Frontend engineer on the Seabiscuit e-commerce platform — Under Armour's global Next.js storefront serving millions of users across the US, Canada, and EMEA. Over ten months I shipped 50+ tickets spanning net-new features, a cross-surface SEO initiative, and PDP improvements that touched video, accessibility, and conversion.
Launch Calendar
Under Armour drops limited releases on a rolling schedule, but the site had no dedicated experience for it — product launches lived in the same grid as everything else, with no way to track what was coming, sign up for notifications, or save a launch to your calendar.
I was a core contributor on Launch Calendar 2025, a net-new product launch hub built from scratch. The feature introduced tabbed navigation separating "Upcoming" and "Available Now" releases, mobile-optimized product cards with SMS notification sign-up and calendar integration, and a "New Arrivals" recommendation zone with chronological sorting for discoverability. I also implemented FR-CA localization, extending the feature to the Canadian market on launch.

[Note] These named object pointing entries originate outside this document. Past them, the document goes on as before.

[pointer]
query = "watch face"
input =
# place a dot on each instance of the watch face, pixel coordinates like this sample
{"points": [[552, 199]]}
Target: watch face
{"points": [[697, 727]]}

The challenge throughout was building a real-time-aware UI on top of an e-commerce platform not originally designed for time-sensitive drop culture — scheduling state, sold-out handling, and notification toggles all had to layer onto an existing component system without breaking it. SMS and calendar integration required careful coordination with backend services and feature flagging so notifications could be rolled out independently across markets.
Disruptor Image Initiative
"Disruptors" are marketing overlay images — banners, badges, promotional graphics — that appear on top of product images on the UA site. The problem: they were appearing everywhere, including places where product accuracy matters most.

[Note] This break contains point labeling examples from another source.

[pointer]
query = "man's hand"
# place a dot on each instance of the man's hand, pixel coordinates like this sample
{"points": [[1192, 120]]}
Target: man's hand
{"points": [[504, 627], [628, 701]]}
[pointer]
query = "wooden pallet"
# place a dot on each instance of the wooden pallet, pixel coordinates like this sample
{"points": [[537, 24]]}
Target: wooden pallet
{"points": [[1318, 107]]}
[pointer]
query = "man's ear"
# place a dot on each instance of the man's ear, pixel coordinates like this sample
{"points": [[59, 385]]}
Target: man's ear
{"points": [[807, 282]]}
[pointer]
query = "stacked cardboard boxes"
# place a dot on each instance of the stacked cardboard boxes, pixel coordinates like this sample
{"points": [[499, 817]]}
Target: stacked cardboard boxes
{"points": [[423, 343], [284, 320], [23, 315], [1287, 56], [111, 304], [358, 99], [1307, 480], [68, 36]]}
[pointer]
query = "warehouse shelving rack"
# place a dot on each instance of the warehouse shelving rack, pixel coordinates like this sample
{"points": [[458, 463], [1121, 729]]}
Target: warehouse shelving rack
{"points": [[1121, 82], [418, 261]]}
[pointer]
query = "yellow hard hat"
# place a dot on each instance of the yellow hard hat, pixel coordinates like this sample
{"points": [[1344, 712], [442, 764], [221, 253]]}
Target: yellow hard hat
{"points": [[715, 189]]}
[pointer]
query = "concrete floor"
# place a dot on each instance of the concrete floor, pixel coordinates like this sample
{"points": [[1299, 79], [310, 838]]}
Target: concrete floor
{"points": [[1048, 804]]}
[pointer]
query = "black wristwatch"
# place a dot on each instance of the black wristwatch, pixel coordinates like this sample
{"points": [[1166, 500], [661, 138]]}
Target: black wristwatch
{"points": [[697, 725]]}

I led the cross-surface initiative to bring disruptor images under control. The work spanned four surfaces: excluding disruptors from Google Organic search results (where showing a promotional overlay instead of the actual product harms SEO and click-through accuracy), removing them from the Add-to-Bag modal and cart (where customers are evaluating what they're buying), filtering them from recommendation zones (where product recognition drives engagement), and implementing a feature flag for wishlist visibility to allow configurable rollout per surface.
The SEO exclusion was the most technically interesting piece — it required understanding how the platform's image rendering pipeline fed into search crawlers and implementing the right signal to exclude disruptor-tagged assets without breaking product image indexing. The feature flag layer on top meant each surface could be toggled independently, which was critical for staged rollout and A/B validation.